Hopeful, but a long way to go
Shmuel Shoham, MD, FIDSA, associate director of the transplant and oncology infectious diseases center at Johns Hopkins University School of Medicine in Baltimore, said that he’s hopeful that people will continue to enroll in his trial, which is seeking to determine if plasma can prevent COVID-19 in those who’ve been recently exposed.
“Volunteers joining the study is the only way that we’re going to get to know whether this stuff works for prevention and treatment,” Shoham said on the call. He urged physicians and other healthcare workers to talk with patients about considering trial participation.
Shoham’s study is being conducted at 30 US sites and one at the Navajo Nation. It has enrolled 25 out of a hoped-for 500 participants. “We have a long way to go,” said Shoham.
Another Hopkins study to determine whether plasma is helpful in shortening illness in nonhospitalized patients, which is being conducted at the same 31 sites, has enrolled 50 out of 600.

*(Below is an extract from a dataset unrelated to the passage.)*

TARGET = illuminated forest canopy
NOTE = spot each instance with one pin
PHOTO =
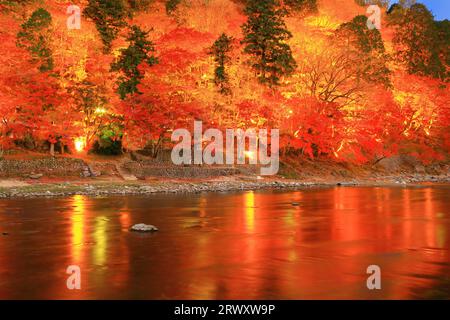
(137, 70)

Shoham said recruiting patients with COVID for any study had proven to be difficult. “The vast majority of people that have coronavirus do not come to centers that do clinical trials or interventional trials,” he said, adding that, in addition, most of those “who have coronavirus don’t want to be in a trial. They just want to have coronavirus and get it over with.”
But it’s important to understand how to conduct trials in a pandemic – in part to get answers quickly, he said. Researchers have been looking at convalescent plasma for months, said Shoham. “Why don’t we have the randomized clinical trial data that we want?”
Pirofski noted that trials have also been hobbled in part by “the shifting areas of the pandemic.” Fewer cases make for fewer potential plasma donors.
Both Shoham and Pirofski also said that more needed to be done to encourage plasma donors to participate.
The US Department of Health & Human Services clarified in August that hospitals, physicians, health plans, and other health care workers could contact individuals who had recovered from COVID-19 without violating the HIPAA privacy rule.
Pirofski said she believes that trial investigators know it is legal to reach out to patients. But, she said, “it probably could be better known.”
This article first appeared on Medscape.com.